- Allegany Location within the state of Oregon Allegany Allegany (the United States)
- Coordinates: 43°25′34″N 124°1′25″W﻿ / ﻿43.42611°N 124.02361°W
- Country: United States
- State: Oregon
- County: Coos
- Elevation: 43 ft (13 m)
- Time zone: UTC-8 (Pacific (PST))
- • Summer (DST): UTC-7 (PDT)
- ZIP codes: 97407
- Area codes: 541, 458
- GNIS feature ID: 1116873

= Allegany, Oregon =

Unincorporated community in the state of Oregon, United States

Allegany is an unincorporated community in Coos County, Oregon, United States. It lies at the upstream end of the Millicoma River, where the East Fork Millicoma River and West Fork Millicoma River join to form the main stem, a short tributary of the Coos River. Oregon Route 241 passes through Allegany. The community borders the Elliott State Forest.
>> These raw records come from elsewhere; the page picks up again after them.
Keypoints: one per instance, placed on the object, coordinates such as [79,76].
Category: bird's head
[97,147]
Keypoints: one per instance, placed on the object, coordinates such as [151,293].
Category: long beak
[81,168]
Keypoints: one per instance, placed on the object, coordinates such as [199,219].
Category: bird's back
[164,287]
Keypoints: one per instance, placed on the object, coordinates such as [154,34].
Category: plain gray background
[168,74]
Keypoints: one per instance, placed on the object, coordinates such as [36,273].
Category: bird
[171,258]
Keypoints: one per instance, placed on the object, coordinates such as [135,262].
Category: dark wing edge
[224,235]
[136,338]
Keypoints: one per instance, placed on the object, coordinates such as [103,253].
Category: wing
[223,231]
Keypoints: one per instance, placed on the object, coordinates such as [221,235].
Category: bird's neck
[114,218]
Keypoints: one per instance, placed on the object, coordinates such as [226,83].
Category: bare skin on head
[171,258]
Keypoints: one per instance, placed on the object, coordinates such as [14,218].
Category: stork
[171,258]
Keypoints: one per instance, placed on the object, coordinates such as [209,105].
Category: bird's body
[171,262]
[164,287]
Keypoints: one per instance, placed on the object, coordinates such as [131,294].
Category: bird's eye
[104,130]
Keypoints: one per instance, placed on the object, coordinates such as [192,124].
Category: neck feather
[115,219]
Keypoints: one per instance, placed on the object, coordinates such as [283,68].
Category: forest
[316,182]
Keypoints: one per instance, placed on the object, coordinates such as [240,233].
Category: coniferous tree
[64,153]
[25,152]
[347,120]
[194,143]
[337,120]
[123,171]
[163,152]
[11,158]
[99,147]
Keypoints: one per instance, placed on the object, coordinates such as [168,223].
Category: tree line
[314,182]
The Golden and Silver Falls State Natural Area is a state park northeast of Allegany. It features two 100 ft waterfalls in an old-growth forest setting.

== History ==
A post office was established at Allegany on March 25, 1893, and it is unknown why this spelling was chosen. Allegany is used for several geographic features in the state of New York, while Allegheny is the preferred spelling in Pennsylvania. William Vincamp was the first post master.

Due to the lack of good roads and other more modern transportation in these areas, the small (14 tons) gasoline-propeller Welcome, built 1919, was on the run up the Coos River from Marshfield to Allegany until 1948.